The Centre for Life is remodelling itself this January, and as part of that project or planning, they seem to have decided that the Maker Faire was not a good fit for their new direction. They talk about opening a new space for "crafting, tinkering and creativity" within the Centre in the Spring, but I very much doubt it will attract the breadth and depth of talent that the Maker Faire did.
The decision was announced back in September, but they've already pulled the plug on the website hosting the announcement (https://makerfaireuk.com/), which was up so briefly it was not captured by either https://web.archive.org/ or https://archive.is. Their defunct twitter account points cryptically at this dead website with a final tweet of "We have posted important news about Maker Faire UK on the homepage of the website: https://makerfaireuk.com/".

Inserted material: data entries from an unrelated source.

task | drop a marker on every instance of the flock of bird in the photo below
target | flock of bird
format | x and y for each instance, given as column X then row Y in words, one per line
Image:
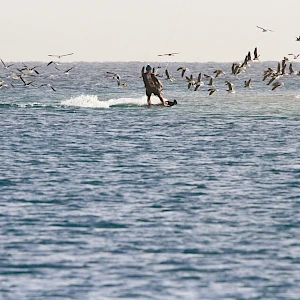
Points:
column 31, row 76
column 271, row 75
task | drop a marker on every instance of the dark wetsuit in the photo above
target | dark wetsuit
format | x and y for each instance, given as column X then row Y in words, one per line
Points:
column 151, row 83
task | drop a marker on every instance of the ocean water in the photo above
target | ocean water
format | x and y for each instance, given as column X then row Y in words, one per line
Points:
column 103, row 197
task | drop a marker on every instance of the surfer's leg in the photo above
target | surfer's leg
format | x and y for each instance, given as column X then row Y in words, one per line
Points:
column 162, row 99
column 148, row 93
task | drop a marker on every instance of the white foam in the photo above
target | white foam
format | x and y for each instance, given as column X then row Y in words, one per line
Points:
column 94, row 101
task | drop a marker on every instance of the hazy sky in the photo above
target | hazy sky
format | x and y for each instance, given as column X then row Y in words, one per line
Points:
column 127, row 30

At the last event in April, 2018, a friend from the Paper Jam Comics Collective demonstrated an incredible Lego Mindstorms-powered Comics drawing robot:
Other things that stuck out to me at the last Faire were some of the non-computer, non white-male-dominated crafts, such as creative stitching, knitting, crocheting and similar. Some of the exhibitors there seemed to feel like they were outsiders, but I felt they were as deserving to be there as anyone else (and more so than some of the purely vendor tables); some of them proudly exclaimed as such, and their work was a refreshing change of pace from the more dominant themes.
I recall enjoying music-related stalls in years gone by. There was usually a table of synthesizers which was fun to noodle with. I'm not sure what making they were exhibiting, perhaps the intention was their own music: there was no sign of DIY synth building. But it was fun. Various other stalls tended to have DIY synths or novel musical input devices wired up to Arduinos, or Raspberry Pis. The Centre itself has a permanently installed reactive table set up as a synthesizer which my daughter and I both enjoy playing with when we visit. One year a company was demonstrating reactive lighting boxes that I'm fairly sure were designed with (or in collaboration with) Brian Eno.
I was also impressed to see a stand demonstrating a mini replica of a PDP-8 minicomputer (it might have been this one), which reminded me of the Newcastle University Computing History Committee, and made me ponder whether any of our activities in that committee would be worthy of a stall at the next Maker Faire. For the last couple of years I've also weighed up whether or not my daughter was old enough to enjoy attending. I was fairly sure that 2019 would have been the first year that she might be, but alas, it will not come to pass.